Cities, regions and communities need new strategies to counter disinvestment and to capture the benefits of market change.

       Traditional strategies of growth management can be enhanced by new analysis, creating scorecards to identify disparities at both the local and national levels, and crafting policies and coalitions to address these.

       A complementary approach is to identify reasons that can be appreciated by market institutions for reinvesting in and partnering with local economies. The intangible benefits of communities and regions, upon analysis, can also be scored for their tangible and economically monetizable access into home ownership opportunity, which has the potential for significant marketplace leverage.

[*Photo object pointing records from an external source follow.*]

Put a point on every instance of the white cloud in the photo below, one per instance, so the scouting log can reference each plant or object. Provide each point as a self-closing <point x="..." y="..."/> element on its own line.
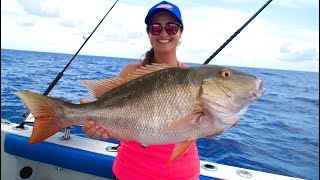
<point x="274" y="39"/>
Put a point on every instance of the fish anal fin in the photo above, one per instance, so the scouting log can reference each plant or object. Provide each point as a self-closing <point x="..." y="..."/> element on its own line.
<point x="179" y="150"/>
<point x="186" y="123"/>
<point x="43" y="130"/>
<point x="98" y="88"/>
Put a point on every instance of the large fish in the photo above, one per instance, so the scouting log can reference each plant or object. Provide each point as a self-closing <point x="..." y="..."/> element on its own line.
<point x="157" y="104"/>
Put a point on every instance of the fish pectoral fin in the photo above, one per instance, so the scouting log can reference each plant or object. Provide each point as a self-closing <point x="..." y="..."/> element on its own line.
<point x="192" y="120"/>
<point x="179" y="150"/>
<point x="184" y="124"/>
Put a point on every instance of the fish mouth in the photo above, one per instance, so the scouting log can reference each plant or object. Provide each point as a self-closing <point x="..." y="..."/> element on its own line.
<point x="259" y="90"/>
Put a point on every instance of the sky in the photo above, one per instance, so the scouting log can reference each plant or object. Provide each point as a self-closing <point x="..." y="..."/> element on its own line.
<point x="285" y="35"/>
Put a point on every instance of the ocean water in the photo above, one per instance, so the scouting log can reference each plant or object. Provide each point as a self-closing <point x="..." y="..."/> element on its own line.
<point x="278" y="134"/>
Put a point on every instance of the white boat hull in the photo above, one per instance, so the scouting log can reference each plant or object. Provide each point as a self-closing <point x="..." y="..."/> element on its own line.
<point x="82" y="158"/>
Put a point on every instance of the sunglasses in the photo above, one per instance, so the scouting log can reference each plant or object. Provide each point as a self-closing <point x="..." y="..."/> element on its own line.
<point x="171" y="28"/>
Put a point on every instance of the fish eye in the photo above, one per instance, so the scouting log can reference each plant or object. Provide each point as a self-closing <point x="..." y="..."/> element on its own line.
<point x="225" y="73"/>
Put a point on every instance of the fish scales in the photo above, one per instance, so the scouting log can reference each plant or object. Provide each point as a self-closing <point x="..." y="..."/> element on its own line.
<point x="155" y="105"/>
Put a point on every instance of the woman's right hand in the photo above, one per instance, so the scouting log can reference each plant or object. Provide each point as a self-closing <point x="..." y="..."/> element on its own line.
<point x="93" y="130"/>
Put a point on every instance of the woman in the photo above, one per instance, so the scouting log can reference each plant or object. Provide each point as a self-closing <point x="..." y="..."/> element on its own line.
<point x="164" y="28"/>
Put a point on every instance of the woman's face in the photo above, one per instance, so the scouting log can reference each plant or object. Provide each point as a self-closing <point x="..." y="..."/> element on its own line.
<point x="164" y="42"/>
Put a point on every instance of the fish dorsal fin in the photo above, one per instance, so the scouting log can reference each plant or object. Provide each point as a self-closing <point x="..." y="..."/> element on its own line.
<point x="98" y="88"/>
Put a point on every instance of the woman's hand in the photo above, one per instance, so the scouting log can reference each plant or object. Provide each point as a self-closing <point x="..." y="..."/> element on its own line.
<point x="93" y="130"/>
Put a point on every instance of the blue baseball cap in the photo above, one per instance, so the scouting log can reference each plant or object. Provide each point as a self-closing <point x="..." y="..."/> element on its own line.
<point x="164" y="6"/>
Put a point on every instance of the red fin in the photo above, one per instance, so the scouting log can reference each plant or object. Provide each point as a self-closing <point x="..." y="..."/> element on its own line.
<point x="179" y="150"/>
<point x="192" y="120"/>
<point x="98" y="88"/>
<point x="43" y="109"/>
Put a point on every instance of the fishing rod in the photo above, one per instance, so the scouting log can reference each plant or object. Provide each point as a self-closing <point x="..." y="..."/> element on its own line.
<point x="235" y="34"/>
<point x="54" y="82"/>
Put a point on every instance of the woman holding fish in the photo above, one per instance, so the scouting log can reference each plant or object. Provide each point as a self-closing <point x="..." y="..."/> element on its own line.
<point x="134" y="161"/>
<point x="158" y="111"/>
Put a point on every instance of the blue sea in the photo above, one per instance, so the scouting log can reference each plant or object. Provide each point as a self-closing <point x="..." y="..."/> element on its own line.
<point x="278" y="134"/>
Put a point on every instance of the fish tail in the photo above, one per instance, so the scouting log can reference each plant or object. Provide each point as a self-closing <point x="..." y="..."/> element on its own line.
<point x="48" y="113"/>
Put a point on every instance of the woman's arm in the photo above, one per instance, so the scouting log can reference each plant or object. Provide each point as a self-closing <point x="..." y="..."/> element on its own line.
<point x="90" y="128"/>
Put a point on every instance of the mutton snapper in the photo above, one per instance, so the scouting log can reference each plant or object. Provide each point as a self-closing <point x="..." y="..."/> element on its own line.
<point x="157" y="104"/>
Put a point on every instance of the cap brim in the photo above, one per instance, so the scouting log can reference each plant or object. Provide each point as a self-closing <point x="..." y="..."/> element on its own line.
<point x="156" y="11"/>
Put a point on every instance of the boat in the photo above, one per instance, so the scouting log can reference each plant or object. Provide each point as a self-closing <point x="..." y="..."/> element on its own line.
<point x="68" y="156"/>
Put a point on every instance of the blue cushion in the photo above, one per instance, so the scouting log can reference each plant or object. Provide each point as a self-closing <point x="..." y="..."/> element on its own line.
<point x="62" y="156"/>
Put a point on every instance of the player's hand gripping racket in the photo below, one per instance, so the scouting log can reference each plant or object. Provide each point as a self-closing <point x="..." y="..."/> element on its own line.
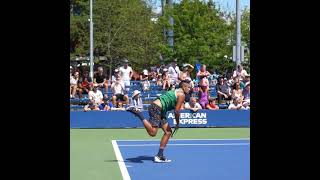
<point x="175" y="130"/>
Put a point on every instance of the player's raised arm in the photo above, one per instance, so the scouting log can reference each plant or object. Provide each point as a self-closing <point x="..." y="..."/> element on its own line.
<point x="180" y="101"/>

       An important tandem benefit of this approach is to make apparent the potentially value which can be captured at the community level. In economic opportunities ranging from environmental improvement to energy efficiency to transit-oriented development, support systems for the "franchising" of opportunities, analogous to today's housing development finance intermediaries, are beginning to emerge. The coalescence of such new capacity with the desire to assemble a more robust community development capacity is a dynamic phenomenon that will require careful support and nurturing to achieve its potential.

       A new research agenda that systematically identifies the previously "hidden" benefits of community reuse and associated market valuation tools will help "put the place back into marketplace" quickly enough to achieve a more effective urban and metropolitan strategy; the intent of this framing is to help organize our options for strategically organizing around and investing in sustainable communities and regions.